According to Director of Media Relations Cynthia Peters, the college attempted to negotiate a settlement for the issues raised over the Aug. 4 charge, but the NLRB would not allow them to settle only one of the charges. According to Peters, if the college settled both cases, it would imply that certain events that the college maintains did not take place did in fact occur.
“[The NLRB] would not settle the one without settling the other,” Peters wrote in an e-mail to TSL. “The College could not agree to settle the September claim, because in doing so, the College would be tacitly admitting that such a statement was made, when in fact it was not.”
According to the college’s Nov. 28 statement, the NLRB will set a hearing date before an Administrative Law Judge (ALJ) to review the aspects of the two charges with which the NLRB agent took issue during her investigation.
“[T]he ALJ will hear and consider evidence and legal arguments submitted by the NLRB and the College and render a decision as to whether the conduct as alleged took place and, further, whether it constituted a violation of the National Labor Relations Act,” the statement read.
As the charges were filed on Aug. 4 and Sept 8, they were not filed in relation to Pomona College’s employment authorization reviews that were announced on Nov. 7.

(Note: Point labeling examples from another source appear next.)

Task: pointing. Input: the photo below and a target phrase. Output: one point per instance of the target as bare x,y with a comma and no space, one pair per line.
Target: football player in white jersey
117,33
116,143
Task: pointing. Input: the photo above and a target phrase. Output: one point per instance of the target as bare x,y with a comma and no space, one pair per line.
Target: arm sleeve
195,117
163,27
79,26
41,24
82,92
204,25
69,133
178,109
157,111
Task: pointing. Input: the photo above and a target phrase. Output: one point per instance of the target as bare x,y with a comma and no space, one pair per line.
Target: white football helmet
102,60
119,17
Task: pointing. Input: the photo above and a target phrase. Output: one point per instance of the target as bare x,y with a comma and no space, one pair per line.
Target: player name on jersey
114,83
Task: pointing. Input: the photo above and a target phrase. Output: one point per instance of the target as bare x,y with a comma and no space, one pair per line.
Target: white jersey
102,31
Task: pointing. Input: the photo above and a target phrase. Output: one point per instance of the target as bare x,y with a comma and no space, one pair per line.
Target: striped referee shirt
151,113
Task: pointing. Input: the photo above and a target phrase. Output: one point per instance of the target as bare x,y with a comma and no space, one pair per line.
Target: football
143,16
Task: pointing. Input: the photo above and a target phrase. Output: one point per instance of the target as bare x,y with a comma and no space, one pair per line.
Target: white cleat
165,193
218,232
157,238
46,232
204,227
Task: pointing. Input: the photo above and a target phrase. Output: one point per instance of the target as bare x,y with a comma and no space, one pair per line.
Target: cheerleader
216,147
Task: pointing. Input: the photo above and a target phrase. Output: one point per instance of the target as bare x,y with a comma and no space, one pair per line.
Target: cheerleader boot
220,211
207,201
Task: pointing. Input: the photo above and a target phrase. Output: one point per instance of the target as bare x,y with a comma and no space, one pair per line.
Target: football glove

Despite the NLRB’s notification to the college that it would move forward with scheduling a hearing date, no official statement from the NLRB has been released, and the school could still settle the charges. According to NLRB protocol, the parties involved in an unfair labor practice dispute can reach a settlement both before and after a formal complaint is issued, which would eliminate the need for further investigation.
Frary Dining Hall chef and WFJ leader Christian Torres, who made the allegation detailed in the Sept. 8 charge concerning comments about his pro-union button, said he had received no updates from Pomona College or NLRB concerning potential settlement of the charges.
“I have not heard anything yet about my case,” he said.